SentoClone® Compared to Reference Treatment in Advanced Malignant Melanoma
|The safety and scientific validity of this study is the responsibility of the study sponsor and investigators. Listing a study does not mean it has been evaluated by the U.S. Federal Government. Read our disclaimer for details.|
|ClinicalTrials.gov Identifier: NCT00991250|
Recruitment Status : Unknown
Verified February 2010 by SentoClone AB.
Recruitment status was: Recruiting
First Posted : October 7, 2009
Last Update Posted : February 5, 2010
|Condition or disease||Intervention/treatment||Phase|
|Malignant Melanoma||Biological: SentoClone® Drug: Temodal® or Dacarbazine Medac®||Phase 2|
Malignant melanoma is one of the most common cancer forms worldwide and WHO estimates 132,000 new cases each year. The incidence rate vary up to 150-fold between different regions and ethnicities, the highest rates are found in emigrated Caucasian populations (e.g. Australia and New Zealand).
There are few therapy alternatives for advanced malignant melanomas. At present, dacarbazine (Dacarbazine Medac®) is the most commonly used therapy. Immunotherapy with IL-2 and IFN is an alternative, but it is associated with multiple side effects. Hence, there remains a considerable need for alternative treatments.

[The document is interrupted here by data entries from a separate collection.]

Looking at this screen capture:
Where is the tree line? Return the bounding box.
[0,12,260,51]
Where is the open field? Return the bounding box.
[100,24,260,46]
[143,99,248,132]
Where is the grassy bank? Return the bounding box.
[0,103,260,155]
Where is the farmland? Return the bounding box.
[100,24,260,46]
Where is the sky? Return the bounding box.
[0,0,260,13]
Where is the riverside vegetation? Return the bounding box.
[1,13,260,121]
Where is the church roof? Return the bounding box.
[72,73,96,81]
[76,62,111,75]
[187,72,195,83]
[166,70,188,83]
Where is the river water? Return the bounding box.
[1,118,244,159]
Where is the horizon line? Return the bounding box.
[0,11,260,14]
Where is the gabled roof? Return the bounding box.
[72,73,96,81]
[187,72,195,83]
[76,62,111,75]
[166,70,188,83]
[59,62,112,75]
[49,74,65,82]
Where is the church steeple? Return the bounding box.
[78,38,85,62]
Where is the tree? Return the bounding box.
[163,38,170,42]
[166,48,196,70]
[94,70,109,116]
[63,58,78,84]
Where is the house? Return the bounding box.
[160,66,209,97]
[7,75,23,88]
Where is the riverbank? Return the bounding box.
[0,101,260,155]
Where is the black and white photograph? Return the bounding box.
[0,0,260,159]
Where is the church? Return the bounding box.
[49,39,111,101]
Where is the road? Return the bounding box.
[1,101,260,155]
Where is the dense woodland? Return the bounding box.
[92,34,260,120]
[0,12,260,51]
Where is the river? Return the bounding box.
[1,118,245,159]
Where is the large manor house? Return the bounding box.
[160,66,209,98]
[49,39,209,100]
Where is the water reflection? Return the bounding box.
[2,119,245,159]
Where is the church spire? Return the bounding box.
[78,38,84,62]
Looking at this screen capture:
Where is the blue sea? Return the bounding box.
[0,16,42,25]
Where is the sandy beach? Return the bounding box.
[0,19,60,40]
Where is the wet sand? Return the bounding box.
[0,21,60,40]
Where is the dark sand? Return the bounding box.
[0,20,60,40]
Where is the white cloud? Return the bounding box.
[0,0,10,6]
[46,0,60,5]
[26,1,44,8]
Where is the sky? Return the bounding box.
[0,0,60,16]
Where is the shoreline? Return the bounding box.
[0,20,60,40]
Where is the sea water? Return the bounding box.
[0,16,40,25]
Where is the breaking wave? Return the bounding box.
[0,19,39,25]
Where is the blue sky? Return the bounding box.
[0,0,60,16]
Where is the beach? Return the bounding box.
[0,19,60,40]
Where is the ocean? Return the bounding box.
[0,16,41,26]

By using SentoClone®, autologous tumour-reactive lymphocytes are expanded and infused to the patient, where they have the opportunity to seek out and attack the primary tumour and metastases. The first step is to identify the tumour draining lymph node(s), which is done in parallel to surgical resection of the primary tumour or metastasis. The sentinel and/or metinel node(s), the initial meeting place between tumour antigen and the immune system, are further dissected and collected during the surgery.
In this study SentoClone® will be compared with Dacarbazine Medac® and Temodal® which are currently regarded as standard first-line therapies in advanced malignant melanoma.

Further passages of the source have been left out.